This is in marked contrast to the Jerolmack-Porpora critique. For example, Jerolmack and Porpora argue at one point against Stark's assertion that all behaviour is selfish by appealing to the case of St Ignatius. "Ascriptions of motives are notoriously difficult to make. Certainly, Stark … identifies motives on which Ignatius might have acted. That hardly establishes that Ignatius did in fact act on them. In particular, it is very unlikely that Ignatius was motivated by … fame … among future Christian generations [since] Christians still expected an imminent end to the world…." [p. 150] They also argued that martyrdom in particular is not just a subject of personal disutility. "In addition to enhancing the credibility of a religion, rigorous religious practices like martyrdom may also create the changed emotional energy of group identity …." [p.151] The claim that religiosity is driven in part by interaction within a group is not supported by evidence drawn from personal accounts whether published or obtained for the purpose. So far, we are left with two argued assertions based on different assumptions and neither founded clearly in evidence about individual behaviour or accounts of specific social interctions. Nonetheless, though it is not a major part of their paper, Jerolmack and Porpora later on (p. 155) report secondary evidence including a statement by a member of the clergy clearly based on personal experience rather than anything accounted for by rational choice theory.

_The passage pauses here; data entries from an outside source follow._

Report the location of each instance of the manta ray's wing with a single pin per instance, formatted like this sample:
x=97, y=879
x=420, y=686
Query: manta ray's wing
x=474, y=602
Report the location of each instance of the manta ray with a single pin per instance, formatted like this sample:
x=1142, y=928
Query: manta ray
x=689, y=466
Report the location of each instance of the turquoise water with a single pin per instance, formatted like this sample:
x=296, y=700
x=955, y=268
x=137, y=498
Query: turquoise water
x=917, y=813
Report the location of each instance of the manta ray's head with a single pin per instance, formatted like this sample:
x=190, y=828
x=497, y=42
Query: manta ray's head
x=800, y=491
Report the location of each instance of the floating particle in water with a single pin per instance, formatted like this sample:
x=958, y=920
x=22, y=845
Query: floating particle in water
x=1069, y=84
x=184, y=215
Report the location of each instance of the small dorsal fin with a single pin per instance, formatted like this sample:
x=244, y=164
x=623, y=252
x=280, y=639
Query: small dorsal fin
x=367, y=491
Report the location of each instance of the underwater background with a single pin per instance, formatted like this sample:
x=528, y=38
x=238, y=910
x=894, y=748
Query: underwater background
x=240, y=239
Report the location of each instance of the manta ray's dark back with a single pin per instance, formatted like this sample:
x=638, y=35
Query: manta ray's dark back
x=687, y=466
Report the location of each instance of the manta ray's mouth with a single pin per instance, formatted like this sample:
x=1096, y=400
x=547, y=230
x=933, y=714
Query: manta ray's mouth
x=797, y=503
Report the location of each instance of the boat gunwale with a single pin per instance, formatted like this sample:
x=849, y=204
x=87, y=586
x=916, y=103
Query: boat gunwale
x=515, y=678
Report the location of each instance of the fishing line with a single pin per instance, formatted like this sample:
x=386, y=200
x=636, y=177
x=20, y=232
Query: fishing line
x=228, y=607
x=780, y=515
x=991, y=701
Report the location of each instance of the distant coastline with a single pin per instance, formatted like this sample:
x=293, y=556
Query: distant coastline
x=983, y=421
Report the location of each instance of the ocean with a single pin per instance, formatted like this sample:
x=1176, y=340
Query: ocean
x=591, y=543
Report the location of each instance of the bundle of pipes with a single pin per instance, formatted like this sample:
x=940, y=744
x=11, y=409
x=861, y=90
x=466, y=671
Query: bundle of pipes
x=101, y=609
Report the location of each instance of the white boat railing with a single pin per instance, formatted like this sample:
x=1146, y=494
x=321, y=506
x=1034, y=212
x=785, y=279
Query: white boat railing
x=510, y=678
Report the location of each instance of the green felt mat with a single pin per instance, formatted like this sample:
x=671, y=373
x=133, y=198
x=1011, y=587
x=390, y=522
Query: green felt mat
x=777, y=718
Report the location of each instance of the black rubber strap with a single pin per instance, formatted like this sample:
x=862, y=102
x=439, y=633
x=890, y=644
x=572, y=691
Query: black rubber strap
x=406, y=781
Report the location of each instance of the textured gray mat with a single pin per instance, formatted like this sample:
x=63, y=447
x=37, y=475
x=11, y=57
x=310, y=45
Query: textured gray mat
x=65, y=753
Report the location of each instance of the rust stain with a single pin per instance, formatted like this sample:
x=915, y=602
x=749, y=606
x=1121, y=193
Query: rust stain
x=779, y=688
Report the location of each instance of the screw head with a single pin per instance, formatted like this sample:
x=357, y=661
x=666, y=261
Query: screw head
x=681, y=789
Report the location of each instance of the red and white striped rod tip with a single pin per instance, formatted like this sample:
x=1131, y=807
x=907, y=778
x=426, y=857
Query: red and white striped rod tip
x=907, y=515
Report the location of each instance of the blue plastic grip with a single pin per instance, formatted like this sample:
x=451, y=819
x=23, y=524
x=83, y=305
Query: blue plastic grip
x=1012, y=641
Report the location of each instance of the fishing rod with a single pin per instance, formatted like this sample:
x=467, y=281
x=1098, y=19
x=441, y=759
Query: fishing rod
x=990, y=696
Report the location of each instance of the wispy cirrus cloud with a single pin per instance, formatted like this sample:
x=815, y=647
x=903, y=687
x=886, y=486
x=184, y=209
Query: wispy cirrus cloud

* The role of social simulation in good social science

The articles and form of argumentation reported in section 4 are typical of papers from the core journals of two social sciences: economics and sociology. With one exception, towards the end of the Jerolmack-Porpora paper, all of the argumentation is drawn from unvalidated theory with ad hoc bridging procedures from the theories to their respective applications. Such ad hoc bridging appears to be common to all science. But the difference between the natural and the social sciences is that, in the natural sciences, one anchor of the theory is predominantly theory that is well validated — frequently by many scientists in many different ways — in contexts where their ceteris paribus conditions are thought not to have been violated. We need to be very careful here since we know of no way of determining that all relevant ceteris paribus conditions have been identified by the scientific community much less that they have all been satisfied. Even so, in the social sciences there is typically little or no attempt to validate theory. The balance between theory generation and theory validation is very different in the social as compared to natural sciences. Attempts to validate or invalidate theory by experimental economists have shown in the most influential and seminal cases that the theory — especially rational choice theory — is invalid.[9] More generally, accounts of individual behaviour of episodes of social interaction are dismissed as anecdotal evidence.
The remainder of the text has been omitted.